Another study in 40 overweight individuals with type 2 diabetes found that supplementing with MCTs improved diabetes risk factors. It reduced body weight, waist circumference and insulin resistance (33).

However, evidence for the use of medium-chain triglycerides in diabetes is limited. More research is needed to determine its full effects.

Bottom Line: MCTs may help lower blood sugar levels by reducing insulin resistance. However, more research is needed to confirm this benefit.

Brain Function

MCTs produce ketones, which act as an alternative energy source for the brain and can therefore improve brain function.

Recently there has been more interest in the use of MCTs to treat or prevent brain disorders like Alzheimer’s disease and dementia (34).

One major study found that MCTs improved learning, memory and brain processing in people with mild to moderate Alzheimer’s disease. However, this was only effective in people containing a particular gene, the APOE4 gene (35).

Overall, the evidence is limited to short studies with small sample sizes, so more research is needed.

Bottom Line: MCTs may improve brain function in people with Alzheimer’s disease who have a particular genetic make-up. More research is needed.

Other Medical Conditions

Because MCTs are an easily absorbed and digested energy source, they’ve been used for years to treat malnutrition and disorders that hinder nutrient absorption.

Conditions that benefit from medium-chain triglyceride supplements include diarrhea, steatorrhea (fat indigestion) and liver disease. Patients undergoing bowel or stomach surgery may also benefit.

Evidence also supports the use of MCTs in ketogenic diets treating epilepsy (36).

The use of MCTs allows children suffering from seizures to eat larger portions and tolerate more calories and carbs than on classic ketogenic diets (37).

Bottom Line: MCTs are effective at treating a number of clinical conditions including malnutrition, malabsorption disorders and epilepsy.

Dosage, Safety and Side Effects

Oil on a Spoon

MCT oil appears to be safe for most people.

It is not clear what dose is needed to obtain potential health benefits, but many supplement labels suggest 1–3 tablespoons daily.

There are currently no reported adverse interactions with medications or other serious side effects.
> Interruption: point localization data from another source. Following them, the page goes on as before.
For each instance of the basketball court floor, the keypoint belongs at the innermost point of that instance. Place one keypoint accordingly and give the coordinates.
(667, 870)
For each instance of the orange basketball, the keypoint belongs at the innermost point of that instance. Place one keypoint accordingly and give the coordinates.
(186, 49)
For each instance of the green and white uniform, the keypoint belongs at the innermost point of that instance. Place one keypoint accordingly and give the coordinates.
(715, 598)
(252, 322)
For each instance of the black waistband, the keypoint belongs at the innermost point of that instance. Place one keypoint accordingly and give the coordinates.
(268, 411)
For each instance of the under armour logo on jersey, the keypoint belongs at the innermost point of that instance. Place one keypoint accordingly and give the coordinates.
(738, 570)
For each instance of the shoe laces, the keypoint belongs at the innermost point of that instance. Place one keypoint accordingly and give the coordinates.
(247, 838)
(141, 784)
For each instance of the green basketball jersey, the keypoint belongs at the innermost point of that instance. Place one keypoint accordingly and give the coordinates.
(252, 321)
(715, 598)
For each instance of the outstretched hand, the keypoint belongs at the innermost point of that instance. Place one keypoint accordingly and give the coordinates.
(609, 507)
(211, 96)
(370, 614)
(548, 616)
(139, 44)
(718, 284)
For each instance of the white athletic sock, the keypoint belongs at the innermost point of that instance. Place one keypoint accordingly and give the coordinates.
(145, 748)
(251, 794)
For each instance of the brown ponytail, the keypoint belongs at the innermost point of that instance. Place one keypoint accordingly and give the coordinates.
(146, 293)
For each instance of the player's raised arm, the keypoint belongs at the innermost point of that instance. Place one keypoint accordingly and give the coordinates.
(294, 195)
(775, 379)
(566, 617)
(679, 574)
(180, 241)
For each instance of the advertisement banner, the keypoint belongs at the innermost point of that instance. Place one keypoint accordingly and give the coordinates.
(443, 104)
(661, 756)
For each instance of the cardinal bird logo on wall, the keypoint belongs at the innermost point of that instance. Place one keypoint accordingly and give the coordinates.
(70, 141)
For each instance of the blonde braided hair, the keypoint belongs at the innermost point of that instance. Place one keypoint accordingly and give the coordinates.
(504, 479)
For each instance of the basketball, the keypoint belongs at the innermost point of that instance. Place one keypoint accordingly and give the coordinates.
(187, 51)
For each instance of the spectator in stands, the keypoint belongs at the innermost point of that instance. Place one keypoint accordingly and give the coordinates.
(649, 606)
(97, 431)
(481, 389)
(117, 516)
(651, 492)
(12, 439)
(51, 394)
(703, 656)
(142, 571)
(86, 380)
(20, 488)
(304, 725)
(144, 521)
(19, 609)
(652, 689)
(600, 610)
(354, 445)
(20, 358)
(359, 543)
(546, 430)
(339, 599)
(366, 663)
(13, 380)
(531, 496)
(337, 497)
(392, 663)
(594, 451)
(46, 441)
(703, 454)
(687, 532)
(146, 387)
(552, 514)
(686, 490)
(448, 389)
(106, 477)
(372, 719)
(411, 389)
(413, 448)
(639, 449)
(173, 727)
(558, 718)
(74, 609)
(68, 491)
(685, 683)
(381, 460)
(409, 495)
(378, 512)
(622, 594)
However, some minor side effects have been reported and include nausea, vomiting, diarrhea and an upset stomach.

These can be avoided by starting with small doses, such as 1 teaspoon, and increasing intake slowly. Once tolerated, MCT oil can be taken by the tablespoon.

Type 1 Diabetes and MCTs

Some sources discourage people with type 1 diabetes from taking medium-chain triglycerides due to the accompanying production of ketones.

It is thought that high levels of ketones in the blood may increase the risk of ketoacidosis, a very serious condition that can occur in type 1 diabetics.

However, the nutritional ketosis caused by a low-carb diet is completely different than diabetic ketoacidosis, a very serious condition caused by a lack of insulin.

In people with well-controlled diabetes and healthy blood sugar levels, the amount of ketones remain within a safe range even during ketosis.

There are limited studies available that explore the use of MCTs in type 1 diabetes. However, some have been conducted with no harmful effects (38).

Bottom Line: MCT oil is safe for most people, but there are no clear dosage guidelines. Start with small doses and gradually increase your intake.

Take Home Message

Medium-chain triglycerides have many potential health benefits including weight loss, lower cholesterol levels, improved insulin resistance, and improved endurance exercise.

For these reasons, adding MCT oil to your diet is highly recommended.